This card provides all of the information I need to determine if the original source document is going to be useful, and usually jogs my memory on pretty specific details.
I make this card for everything I read. Now, I also have commonplace book binders. (I use a binder because it's easy to fill with looseleaf, carting around my collection of childhood composition books looks pretty but is a pain in the buttinski.) The papers I use for all kinds of things; quotes I hear I like, book recommendations I want to remember later, ect. But I will also record specific responses to a text if I deem the book important enough. Those are all on their own pages.
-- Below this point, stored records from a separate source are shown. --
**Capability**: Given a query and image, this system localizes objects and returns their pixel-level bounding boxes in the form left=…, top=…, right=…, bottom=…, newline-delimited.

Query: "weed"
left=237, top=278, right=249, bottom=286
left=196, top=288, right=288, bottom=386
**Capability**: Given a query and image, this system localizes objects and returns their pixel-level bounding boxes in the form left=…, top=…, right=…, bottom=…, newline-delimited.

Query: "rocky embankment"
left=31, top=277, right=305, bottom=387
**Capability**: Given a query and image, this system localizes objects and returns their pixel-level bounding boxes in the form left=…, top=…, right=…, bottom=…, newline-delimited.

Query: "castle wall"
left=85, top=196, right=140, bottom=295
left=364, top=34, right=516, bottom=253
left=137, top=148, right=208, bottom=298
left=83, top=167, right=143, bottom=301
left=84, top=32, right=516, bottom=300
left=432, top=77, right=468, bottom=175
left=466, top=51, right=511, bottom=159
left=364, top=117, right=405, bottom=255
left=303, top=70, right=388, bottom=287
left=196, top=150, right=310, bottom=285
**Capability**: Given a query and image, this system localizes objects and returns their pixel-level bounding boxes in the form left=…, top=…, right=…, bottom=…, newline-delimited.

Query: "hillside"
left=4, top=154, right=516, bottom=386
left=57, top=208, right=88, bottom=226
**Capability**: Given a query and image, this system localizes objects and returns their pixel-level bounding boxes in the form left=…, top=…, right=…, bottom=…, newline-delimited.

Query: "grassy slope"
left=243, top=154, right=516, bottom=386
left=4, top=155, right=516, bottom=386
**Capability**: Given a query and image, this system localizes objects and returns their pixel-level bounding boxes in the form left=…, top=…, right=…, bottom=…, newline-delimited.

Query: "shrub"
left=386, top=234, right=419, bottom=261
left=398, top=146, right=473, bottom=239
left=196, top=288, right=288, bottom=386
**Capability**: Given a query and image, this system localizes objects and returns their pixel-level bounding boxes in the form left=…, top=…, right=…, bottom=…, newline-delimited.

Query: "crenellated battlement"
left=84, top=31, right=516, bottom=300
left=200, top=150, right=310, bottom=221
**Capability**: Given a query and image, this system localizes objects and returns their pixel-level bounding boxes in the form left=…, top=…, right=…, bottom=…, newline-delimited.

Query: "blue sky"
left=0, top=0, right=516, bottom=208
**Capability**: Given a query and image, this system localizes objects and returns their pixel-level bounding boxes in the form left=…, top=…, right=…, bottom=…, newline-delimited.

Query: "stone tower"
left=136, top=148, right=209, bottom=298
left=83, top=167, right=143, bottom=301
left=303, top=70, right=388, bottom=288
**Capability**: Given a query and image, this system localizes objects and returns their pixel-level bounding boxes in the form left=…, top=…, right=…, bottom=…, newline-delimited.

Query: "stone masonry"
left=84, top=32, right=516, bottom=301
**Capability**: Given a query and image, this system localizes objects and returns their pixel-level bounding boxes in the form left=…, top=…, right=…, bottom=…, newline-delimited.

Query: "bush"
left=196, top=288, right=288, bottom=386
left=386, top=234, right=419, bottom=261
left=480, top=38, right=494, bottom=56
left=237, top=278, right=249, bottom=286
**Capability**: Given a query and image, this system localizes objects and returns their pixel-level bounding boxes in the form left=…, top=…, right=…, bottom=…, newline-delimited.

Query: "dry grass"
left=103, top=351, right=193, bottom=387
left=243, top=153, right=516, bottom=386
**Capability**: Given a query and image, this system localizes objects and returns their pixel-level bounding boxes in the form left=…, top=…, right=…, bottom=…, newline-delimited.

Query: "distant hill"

Those "book reviews" I keep in a separate binder to correspond with the index cards. They include notes that I take as I go: important quotations, themes I see developing, arguments (explicit or implicit) made by the author, arguments I have with the text, ect. I will often write a brief (eg half a page) "paper" on my final response, one that is basically a thesis tree (point, counter point, resolution, repeat) that I would theoretically use to write a real paper.
Doing this makes me REALLY pay attention to a text and I'll remember the details much much better down the road. If I don't, glancing at the card and/or through these papers brings enough back that I don't need to reread the entire book for almost all purposes.
The "How to Read a Book" includes some of this, I'd also really recommend it!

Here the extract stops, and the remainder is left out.